Nine Ways To Get True Beauty Sleep
It seems there’s never enough time to get to everything we’d like to do. That includes the little extras that can help us stay healthy and younger looking. So when I heard about these tips to promote better skin health while sleeping, I’m like all in. Since we spend one fourth to one third of our lives sleeping, why not make it do double duty?

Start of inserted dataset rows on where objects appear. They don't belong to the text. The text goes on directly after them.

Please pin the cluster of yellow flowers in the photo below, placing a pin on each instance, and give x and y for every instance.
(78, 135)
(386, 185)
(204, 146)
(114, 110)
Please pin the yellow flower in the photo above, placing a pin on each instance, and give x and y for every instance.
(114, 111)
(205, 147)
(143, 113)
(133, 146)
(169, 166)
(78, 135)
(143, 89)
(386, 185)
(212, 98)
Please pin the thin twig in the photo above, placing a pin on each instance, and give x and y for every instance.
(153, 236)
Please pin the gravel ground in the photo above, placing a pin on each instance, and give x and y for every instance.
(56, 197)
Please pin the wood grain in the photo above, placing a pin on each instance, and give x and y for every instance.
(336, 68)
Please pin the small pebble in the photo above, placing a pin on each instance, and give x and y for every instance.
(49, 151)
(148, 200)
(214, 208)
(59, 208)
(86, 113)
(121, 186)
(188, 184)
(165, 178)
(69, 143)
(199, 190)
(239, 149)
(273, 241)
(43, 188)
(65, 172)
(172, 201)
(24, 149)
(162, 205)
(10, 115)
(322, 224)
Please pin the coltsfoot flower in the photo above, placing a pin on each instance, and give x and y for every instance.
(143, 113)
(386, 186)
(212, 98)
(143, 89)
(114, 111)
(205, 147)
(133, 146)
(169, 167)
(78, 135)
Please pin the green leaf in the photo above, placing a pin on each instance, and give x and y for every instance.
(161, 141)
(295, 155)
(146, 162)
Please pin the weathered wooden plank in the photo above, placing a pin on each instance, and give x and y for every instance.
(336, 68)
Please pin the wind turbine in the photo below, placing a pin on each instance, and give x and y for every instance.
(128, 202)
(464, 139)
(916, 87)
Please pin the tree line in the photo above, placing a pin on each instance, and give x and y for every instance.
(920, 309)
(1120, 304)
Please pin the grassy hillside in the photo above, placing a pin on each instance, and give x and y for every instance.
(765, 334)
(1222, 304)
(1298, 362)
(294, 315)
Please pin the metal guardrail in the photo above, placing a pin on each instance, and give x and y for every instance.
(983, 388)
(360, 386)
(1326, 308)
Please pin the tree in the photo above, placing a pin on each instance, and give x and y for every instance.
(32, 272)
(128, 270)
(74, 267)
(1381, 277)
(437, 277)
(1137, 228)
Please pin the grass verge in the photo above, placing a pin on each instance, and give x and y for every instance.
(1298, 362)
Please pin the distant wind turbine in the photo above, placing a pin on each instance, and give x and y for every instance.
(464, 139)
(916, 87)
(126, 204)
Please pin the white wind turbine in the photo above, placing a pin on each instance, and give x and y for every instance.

Dr. Kally Papantoniou, a Cosmetic Dermatologist, probably knows our skin better than we do. And she’s found that most of us are not aware of how important sleep is to skin health. She explains:
“ During sleep we heal, restore and eliminate toxins from the skin. If sleep is compromised, so is the body’s ability to carry out these essential skin functions. During the first three hours of sleep your body will start producing the human growth hormone from the pituitary gland. As we age, this hormone is necessary for the maintenance of youthful and radiant skin. Without this hormone release, skin is not repaired from daily damage and thus induces the aging process.”
Here are her “ounce of prevention is worth a pound of cure” tools to help your skin rejuvenate while you sleep:
Supplement Your Sleep
As we age, our bodies naturally produce less melatonin, which affect our skin’s ability to repair itself at night. If falling asleep is becoming more difficult, you may benefit from taking a melatonin supplement or using a topical product with melatonin to help combat decreased hormone levels. Melatonin works best if taken at night about 30 minutes before going to bed. This is when it serves its purpose, and helps to increase the depth and duration of restorative sleep. Restorative sleep, in turn helps accelerate and optimize the skin’s repair cycle, says Dr. Papantoniou.
Have you ever washed your makeup off before bed, yet mysteriously woken up with liner smudged under your eyes? Turns out that’s normal, especially if you used long-lasting makeup, which really does live up to its claim. Here’s why: 12 to 24-hour foundations, mascaras, eyeliners, and eye shadows are all made with polymers that don’t easily dissolve with soap and water, or water-based makeup remover.
Dr. Papantoniou says, “To really remove all traces of your makeup, take a cue from Korean skin care and wash your face twice using a method called “double cleansing.” First, use an oil-based cleanser to remove your makeup (the oil breaks down the waxes and polymers way more effectively than soap and water). You can purchase an oil based make-up remover for this or even use coconut oil on a Q-tip to gently remove more stubborn makeup. Then, use a gentle non-soap cleanser to rid your skin of any leftover residue. An example of a gentle cleanser is Vanicream’s Gentle Cleanser or CeraVe Facial Cleanser”
While you sleep, your skin naturally repairs and restores itself, and cleaning it before bed maximizes this effect. Dr. Papanatoniou points out that, “During the day, your skin fights off all sorts of assaults, from UV rays to pollution; at night, there’s less damage control to do, so the beauty products that you apply may be more effective. Applying night creams and anti-aging serum to clean skin in the evening is the best time to soften your face; not to mention, it can feel soothing and relaxing as you prep for sleep.”
Put on a Sleep Mask
“Overnight masks are a great way to treat your skin and give it extra attention,” says Dr. Papantoniou. The skin undergoes more cellular repair during sleep and can be more receptive to products at this time.” She recommends using an overnight mask a few times a week in lieu of going through your usual nighttime regimen. Simply cleanse, slather on a layer of the mask, and go to sleep.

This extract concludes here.